Liuwe Tamminga, organ

Bruce Dickey, cornetto

 

Music of Guami, Trabaci, Palestrina, Gabrielle, de Murcia


Liuwe Tamminga is considered one of the major specialists of sixteenth and seventeenth century Italian repertoires for organ. He is the organist of the historic organs at the Basilica of San Petronio in Bologna together with Luigi Ferdinando Tagliavini, where he plays the magnificent instruments by Lorenzo da Prato (1471-75) and Baldassarre Malamini (1596).

He has recorded several compact discs, among them: the complete works of Marc’Antonio Cavazzoni (awarded the “Diapason d’Or”, Preis der Deutschen Schallplattenkritik 2005, Goldberg 5 stars); the complete Fantasies of Frescobaldi (best recording of Amadeus, March 2006 and Diapason 5 stars), complete Ricercars (“Diapason d’Or”) and complete Capricci; “Mozart in Italia” (Preis der Deutschen Schallplattenkritik 2006 and Diapason 5 stars); and a recording dedicated to Andrea and Giovanni Gabrieli, together with L. F. Tagliavini (“Choc de la musique” and the International Prize  “Antonio Vivaldi” of the Cini Foundation in Venice, 1991) and since 2008 recordings of Fiorenzo Maschera, “the historic organs of the Canary Islands” , “Il ballo di Mantova”, Giacomo Puccin (“Diapason d’Or”), Giuseppe Verdi, Giovanni Gabrieli (“Diapason d’Or”) and La Tarantella.
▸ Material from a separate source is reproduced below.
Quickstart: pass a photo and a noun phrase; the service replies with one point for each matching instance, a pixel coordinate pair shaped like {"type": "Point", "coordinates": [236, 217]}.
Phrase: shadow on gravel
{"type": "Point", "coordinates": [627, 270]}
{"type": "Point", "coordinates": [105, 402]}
Tamminga has also edited keyboard music by Giovanni de Macque, Giulio Segni, Palestrina, Jacques Buus, Marc’Antonio Cavazzoni and music for two organs.

Since 2010 he is the curator of the San Colombano-Tagliavini collection of early music instruments in Bologna.  He performs all over Europe, in the U.S.A, and in Japan.

 

Bruce Dickey is one of a handful of musicians worldwide who have dedicated themselves to reviving the cornetto - once an instrument of great virtuosi, but which lamentably fell into disuse in the 19th century. The revival began in the 1950s, but it was largely Bruce Dickey, who, from the late 1970s, created a new renaissance of the instrument, allowing the agility and expressive power of the cornetto to be heard once again. His many students, over more than 30 years of teaching at the Schola Cantorum Basiliensis, have helped to consolidate and elevate the status of this once forgotten instrument. For his achievements the Historic Brass Society awarded him in 2000 the prestigious Christopher Monk Award for “his monumental work in cornetto performance, historical performance practice and musicological scholarship.” In 2007 he was honored by British conductor and musicologist Andrew Parrott with a “Taverner Award” as one of 14 musicians whose “significant contributions to musical understanding have been motivated by neither commerce nor ego.”

In the course of his long career as a performer and recording artist he has worked with most of the leading figures in the field of early music, including the legendary pioneers of historically informed perfomance, Gustav Leonhardt, Frans Brüggen and Nikolaus Harnoncourt. He was a member for over ten years of Jordi Savall’s Hesperion XX , and has frequently and repeatedly  collaborated wth Ton Koopman, Monica Huggett, Philippe Herreweghe and many others. Of special importance has been his long-time friendship and collaboration with Andrew Parrott, and in more recent years with Konrad Junghänel.

Bruce Dickey can be heard on countless recordings. His solo CD (“Quel lascivissimo cornetto…”) on Accent with the ensemble Tragicomedia was awarded the Diapason d’or. His second solo CD, entitled “La Bella Minuta”, has just been released on the Passacaille label.

In addition to performing, Bruce Dickey is much in demand as a teacher, both of the cornetto and of seventeenth-century performance practice. In addition to his regular class at the Schola Cantorum he has taught at the Royal Conservatory in The Hague, the Accademia Chigiana in Siena, and the Early Music Institute at Indiana University, as well as master classes in the United States, Canada, Europe and Japan. He is also active in research on performance practice, and has published, together with Michael Collver, a catalog of the surviving cornetto repertoire, and, together with trumpeter Edward Tarr, a book on historical wind articulation. In 1997, together with his wife Candace Smith, he founded Artemisia Editions, a small publishing house which produces editions of music from17th-century Italian convents.